Такого оборота я не ожидал. Что делать? Перейти в другую лабораторию? Во-первых, нигде нет вакансий, а, во-вторых, даже если вакансия найдется, придется уйти без собранного мной прибора. А может все-таки согласиться взять Мыранова в соавторы? Черт с ним. В конце концов, главное – опубликовать результаты. И работать дальше. Через несколько дней я принес Мыранову обе статьи, поставив его фамилию рядом со своей. Он ухмыльнулся, наложил визу и произнес: "Вот так-то лучше. Отправляйте в журнал".
Три богатыря: Гера, Ося и Илья
Поскольку на работе я был предоставлен сам себе, то первые пару лет активно бродил по лабораториям, легкомысленно нарушая мырановский запрет, но осваивая новые методы и аппаратуру. Однажды кто-то из биохимиков посоветовал мне пообщаться на счет энергетики митохондрий с физиком Осей Фишкиным.
Я спустился в подвал. Блуждая в полумраке по переходам, набрел на нужную комнату. Когда вошел, две пары глаз уставились на меня. Один глаз вдруг подмигнул, а его обладатель – черноволосый усатый мужчина – пригласил: "Заходи! Мне уже позвонили, что ты придешь". Он улыбнулся и протянул руку: "Привет! Я Ося. Садись. Извини, у нас тут не жарко". Он был невысокий, худощавый, кареглазый, горбоносый. Второй – маленький, ушастый, лысый, курносый – подвинул мне стул. Ося и Илья были старше меня, работали здесь давно и были друзьями. Меж собой они разговаривали на английском. Как пояснил мне Илья Мефский, это не из пижонства, а по научной необходимости, для тренировки – чтобы выучить английский.
Фишкин порасспросил меня о работе и около, а я осмотрел его аппаратуру и стал задавать вопросы. Он отвечал с удовольствием. Ося занимался синтезом АТФ. Он был на том моем разгромном семинаре, но я не обратил на Осю внимания, так как он тихо сидел в самом конце аудитории. "Ну, ты боец! Не спасовал перед Кондрашкиной! Твои результаты по активации светом дыхания и синтеза АТФ в митохондриях очень интересны. Не огорчайся, что биохимики плохо воспринимают это. Что касается Биркштейна, то он вообще человек непредсказуемый. Не горюй. Со временем у тебя всё получится", – подбодрил он меня.
Присмотревшись, я обнаружил, что в комнате есть еще третья пара глаз, в дальнем затененном углу. В старом разломанном кресле сидел толстяк. Он задумчиво уставился в потолок и, казалось, не замечал никого вокруг. Он был бледный, с длинными светлыми волосами, в потертых джинсах, рваных кедах и желтой женской куртке, накинутой поверх клетчатой рубахи, короче – типичный претендент на должность очередного непризнанного гения советской науки. Между прочим, гений – это трудяга, свихнувшийся на работе и померший от натуги.

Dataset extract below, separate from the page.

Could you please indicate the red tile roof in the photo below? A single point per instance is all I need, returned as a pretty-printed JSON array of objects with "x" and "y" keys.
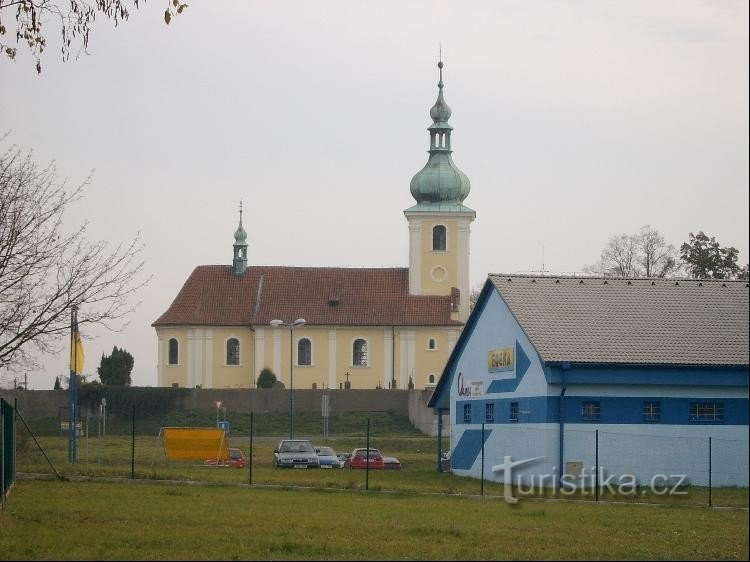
[{"x": 328, "y": 296}]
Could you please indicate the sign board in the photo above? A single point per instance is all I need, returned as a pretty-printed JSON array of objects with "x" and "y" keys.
[{"x": 500, "y": 360}]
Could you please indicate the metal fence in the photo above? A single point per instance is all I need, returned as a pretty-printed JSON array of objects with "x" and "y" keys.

Я подошел. Он привстал и представился сухо: "Георгий Беляев". Я ответил в тон ему: "Викентий Никишин". Рукопожатие у него было неожиданно крепкое. Приятели обращались к нему коротко "Гера" или в шутку "Герундий" – за пристрастие к английской грамматике. Он держался со мной и друзьями невнимательно, рассеянно. О чем-то размышлял, время от времени что-то быстро записывая шариковой ручкой в маленький блокнотик и ручкой же время от времени задумчиво ковыряя в ухе. В отличие от своих обаятельных товарищей, Гера мне не понравился.
Говорят, что первое впечатление самое верное. Но не всегда нужно полагаться на то, что говорят. Вскоре с Георгием мы стали закадычными друзьями, хотя он был намного старше. Нас притянуло друг к другу. Железо притягивается магнитом в той же степени как магнит железом. С другими двумя обитателями подвала я остался в поверхностно-приятельских отношениях, не более.